I bought a Schaum's with Precalculus questions; figured I'd review my pre. I'm not as rusty as I thought I'd be... but I'm screwing up this question for some reason:

16x^{4}-x^{2}y^{2}+y^{4}

The Attempt at a Solution

4x^{2}-xy+y^{2}

4x^{2}+4xy+y^{2}-xy-4xy

(2x+y)^{2}-3xy

?? I'm doing something wrong here.

 

[Gib Z]

Complete the square: (4x^2 + y^2) = 16x^4 + 8x^2y^2 + y^4.

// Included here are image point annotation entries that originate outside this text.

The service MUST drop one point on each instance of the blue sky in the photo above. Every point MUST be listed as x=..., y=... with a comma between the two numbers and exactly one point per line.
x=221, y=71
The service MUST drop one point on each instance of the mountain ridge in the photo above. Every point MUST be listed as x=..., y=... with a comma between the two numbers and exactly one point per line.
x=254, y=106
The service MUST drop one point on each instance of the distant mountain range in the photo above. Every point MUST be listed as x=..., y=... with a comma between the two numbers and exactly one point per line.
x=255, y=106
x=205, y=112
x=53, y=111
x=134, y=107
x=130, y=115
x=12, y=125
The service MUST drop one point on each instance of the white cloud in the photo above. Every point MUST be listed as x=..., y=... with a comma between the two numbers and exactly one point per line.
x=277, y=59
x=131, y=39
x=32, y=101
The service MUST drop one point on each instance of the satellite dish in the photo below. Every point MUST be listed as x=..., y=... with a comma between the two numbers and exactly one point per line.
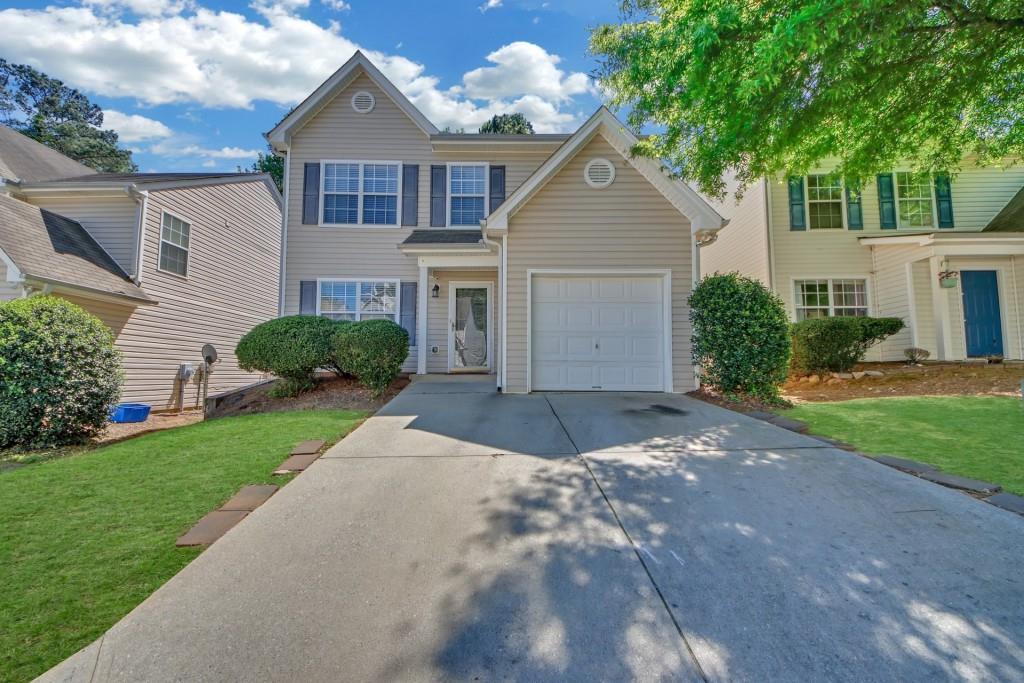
x=209, y=353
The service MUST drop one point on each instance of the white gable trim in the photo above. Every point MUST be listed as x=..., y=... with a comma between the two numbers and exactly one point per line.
x=280, y=136
x=701, y=216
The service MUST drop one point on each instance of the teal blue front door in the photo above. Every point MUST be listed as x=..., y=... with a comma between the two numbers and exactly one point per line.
x=982, y=324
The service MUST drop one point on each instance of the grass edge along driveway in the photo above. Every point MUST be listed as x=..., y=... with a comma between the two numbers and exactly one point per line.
x=973, y=436
x=85, y=539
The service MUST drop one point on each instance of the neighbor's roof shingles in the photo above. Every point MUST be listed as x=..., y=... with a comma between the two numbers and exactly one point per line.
x=54, y=249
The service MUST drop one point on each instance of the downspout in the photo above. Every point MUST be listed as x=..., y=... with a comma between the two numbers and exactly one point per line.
x=142, y=197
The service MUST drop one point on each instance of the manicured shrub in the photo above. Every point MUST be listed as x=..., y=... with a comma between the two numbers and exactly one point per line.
x=836, y=344
x=291, y=347
x=740, y=336
x=59, y=373
x=372, y=351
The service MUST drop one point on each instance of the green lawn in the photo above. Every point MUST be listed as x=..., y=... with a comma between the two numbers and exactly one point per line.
x=85, y=539
x=975, y=436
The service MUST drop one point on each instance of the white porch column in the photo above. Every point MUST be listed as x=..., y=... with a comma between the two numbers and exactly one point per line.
x=940, y=310
x=422, y=295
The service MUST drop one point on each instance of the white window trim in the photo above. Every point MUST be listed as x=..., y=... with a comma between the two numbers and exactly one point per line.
x=868, y=294
x=935, y=203
x=358, y=210
x=358, y=313
x=842, y=202
x=160, y=248
x=448, y=189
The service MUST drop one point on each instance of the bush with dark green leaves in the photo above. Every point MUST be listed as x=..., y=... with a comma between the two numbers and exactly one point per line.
x=292, y=347
x=372, y=351
x=59, y=373
x=740, y=336
x=837, y=344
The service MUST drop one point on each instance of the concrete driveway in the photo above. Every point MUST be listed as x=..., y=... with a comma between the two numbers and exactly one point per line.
x=461, y=535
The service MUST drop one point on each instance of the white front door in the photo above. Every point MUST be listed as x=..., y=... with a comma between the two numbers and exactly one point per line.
x=604, y=333
x=469, y=327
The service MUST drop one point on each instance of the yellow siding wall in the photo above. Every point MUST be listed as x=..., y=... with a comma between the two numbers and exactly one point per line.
x=231, y=286
x=742, y=245
x=113, y=221
x=568, y=224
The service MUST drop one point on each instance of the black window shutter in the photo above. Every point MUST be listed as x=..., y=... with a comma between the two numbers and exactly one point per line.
x=307, y=297
x=887, y=202
x=438, y=178
x=854, y=214
x=798, y=220
x=497, y=187
x=310, y=194
x=407, y=316
x=944, y=200
x=410, y=194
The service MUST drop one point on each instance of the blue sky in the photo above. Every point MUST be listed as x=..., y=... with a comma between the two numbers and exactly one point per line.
x=193, y=84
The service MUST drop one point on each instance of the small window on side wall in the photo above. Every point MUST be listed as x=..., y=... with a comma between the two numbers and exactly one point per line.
x=174, y=237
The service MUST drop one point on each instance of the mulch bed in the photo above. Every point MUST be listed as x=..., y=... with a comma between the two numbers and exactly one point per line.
x=934, y=379
x=333, y=392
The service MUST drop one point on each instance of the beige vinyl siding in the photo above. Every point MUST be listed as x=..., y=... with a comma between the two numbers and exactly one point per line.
x=742, y=244
x=113, y=221
x=568, y=224
x=230, y=287
x=338, y=132
x=437, y=316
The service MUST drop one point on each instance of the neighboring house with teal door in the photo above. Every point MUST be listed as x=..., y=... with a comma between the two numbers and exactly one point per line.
x=943, y=253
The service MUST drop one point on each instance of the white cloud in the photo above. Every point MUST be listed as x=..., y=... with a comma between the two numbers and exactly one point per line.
x=133, y=128
x=167, y=51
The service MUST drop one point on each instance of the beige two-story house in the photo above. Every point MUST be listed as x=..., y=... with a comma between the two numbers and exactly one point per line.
x=169, y=261
x=944, y=254
x=551, y=261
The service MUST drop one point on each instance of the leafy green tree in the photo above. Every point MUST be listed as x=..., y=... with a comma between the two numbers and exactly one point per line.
x=59, y=117
x=269, y=163
x=778, y=85
x=508, y=124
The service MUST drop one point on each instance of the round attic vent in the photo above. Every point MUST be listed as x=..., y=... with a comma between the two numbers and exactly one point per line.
x=363, y=101
x=599, y=173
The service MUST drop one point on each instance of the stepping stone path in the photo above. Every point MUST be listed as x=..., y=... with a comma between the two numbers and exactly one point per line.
x=303, y=456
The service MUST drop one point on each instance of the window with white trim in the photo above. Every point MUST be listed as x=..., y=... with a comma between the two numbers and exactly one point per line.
x=823, y=298
x=174, y=236
x=467, y=194
x=824, y=203
x=358, y=300
x=914, y=201
x=360, y=194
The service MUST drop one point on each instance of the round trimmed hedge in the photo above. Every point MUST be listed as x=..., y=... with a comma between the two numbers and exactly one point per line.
x=373, y=351
x=291, y=347
x=740, y=336
x=59, y=373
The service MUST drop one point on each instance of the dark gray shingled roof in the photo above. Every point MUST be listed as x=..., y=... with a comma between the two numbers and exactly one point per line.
x=443, y=237
x=1011, y=218
x=24, y=159
x=49, y=247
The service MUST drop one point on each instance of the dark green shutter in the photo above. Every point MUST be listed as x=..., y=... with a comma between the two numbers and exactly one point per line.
x=887, y=202
x=854, y=213
x=798, y=219
x=944, y=201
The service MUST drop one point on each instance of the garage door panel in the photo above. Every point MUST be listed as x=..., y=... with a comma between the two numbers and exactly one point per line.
x=598, y=333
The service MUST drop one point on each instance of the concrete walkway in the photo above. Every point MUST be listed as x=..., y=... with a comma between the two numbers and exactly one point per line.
x=461, y=535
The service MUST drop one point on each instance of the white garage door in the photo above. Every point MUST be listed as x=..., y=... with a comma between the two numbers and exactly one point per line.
x=597, y=334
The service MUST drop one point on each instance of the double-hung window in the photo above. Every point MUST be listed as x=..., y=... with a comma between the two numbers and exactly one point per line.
x=914, y=202
x=824, y=203
x=467, y=194
x=358, y=300
x=360, y=193
x=174, y=236
x=822, y=298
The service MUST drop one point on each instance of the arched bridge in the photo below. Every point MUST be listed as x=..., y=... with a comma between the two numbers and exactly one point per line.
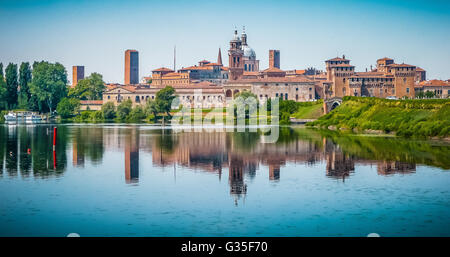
x=331, y=103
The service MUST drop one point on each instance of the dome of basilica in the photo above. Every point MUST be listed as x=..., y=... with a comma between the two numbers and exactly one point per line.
x=248, y=51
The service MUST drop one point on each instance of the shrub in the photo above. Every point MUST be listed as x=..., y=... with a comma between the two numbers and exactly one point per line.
x=109, y=110
x=124, y=109
x=68, y=107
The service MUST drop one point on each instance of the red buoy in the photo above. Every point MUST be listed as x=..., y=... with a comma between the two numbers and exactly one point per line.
x=54, y=138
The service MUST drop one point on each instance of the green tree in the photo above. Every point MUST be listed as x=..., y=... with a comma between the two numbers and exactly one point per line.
x=24, y=81
x=136, y=115
x=242, y=99
x=151, y=109
x=164, y=99
x=90, y=88
x=11, y=85
x=109, y=110
x=420, y=94
x=124, y=109
x=3, y=103
x=429, y=94
x=49, y=83
x=68, y=107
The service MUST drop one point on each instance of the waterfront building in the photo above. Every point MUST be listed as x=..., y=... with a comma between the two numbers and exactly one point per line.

So now express what you have as a difference between the perfect square, and another number =]

 

[moe darklight]

how did you get (4x^2 + y^2) from (2x+y)^{2}? wouldn't it be (4x^2 + y^2)^{2}? ... I'm guessing it's a typo, or else I'm really lost

ok, 16x^4 + 8x^2y^2 + y^4 leaves me with (4x^{2}+y^{2})^{2}-3xy ... but wouldn't that 3xy have to be a 3xy^{2} for me to be able to do a difference of a square? ... right now it's an a^{2}-b

EDIT: post #4

ugh, things like this frustrate me. I'll be doing just fine, and then a simple question like this comes along that I get all wrong... I wish I'd taken math in high school

 

[moe darklight]

wait... I square all of 4x^{2}+4xy+y^{2}-3xy and get

(4x^{2}+y^{2})^{2}-9xy^{2}

(4x^{2}+y^{2}-3xy)(4x^{2}+y^{2}+3xy)

right? ... you know, maybe the doctor's right and I do need Ritalin after all .

 

[Gib Z]

Well your first mistake is wrongly reducing 16x^{4}-x^{2}y^{2}+y^{4} to 4x^{2}-xy+y^{2}. What I am sure you meant was that 16x^{4}-x^{2}y^{2}+y^{4} =4u^{2}-uv+v^{2} where u= 4x^2 and v=y^2.

Instead, from post 2, we can see what you have is (4x^{2}+y^{2})^{2}-9xy^{2}, which you did factor properly =]

 

[moe darklight]

o boy there we go. thanks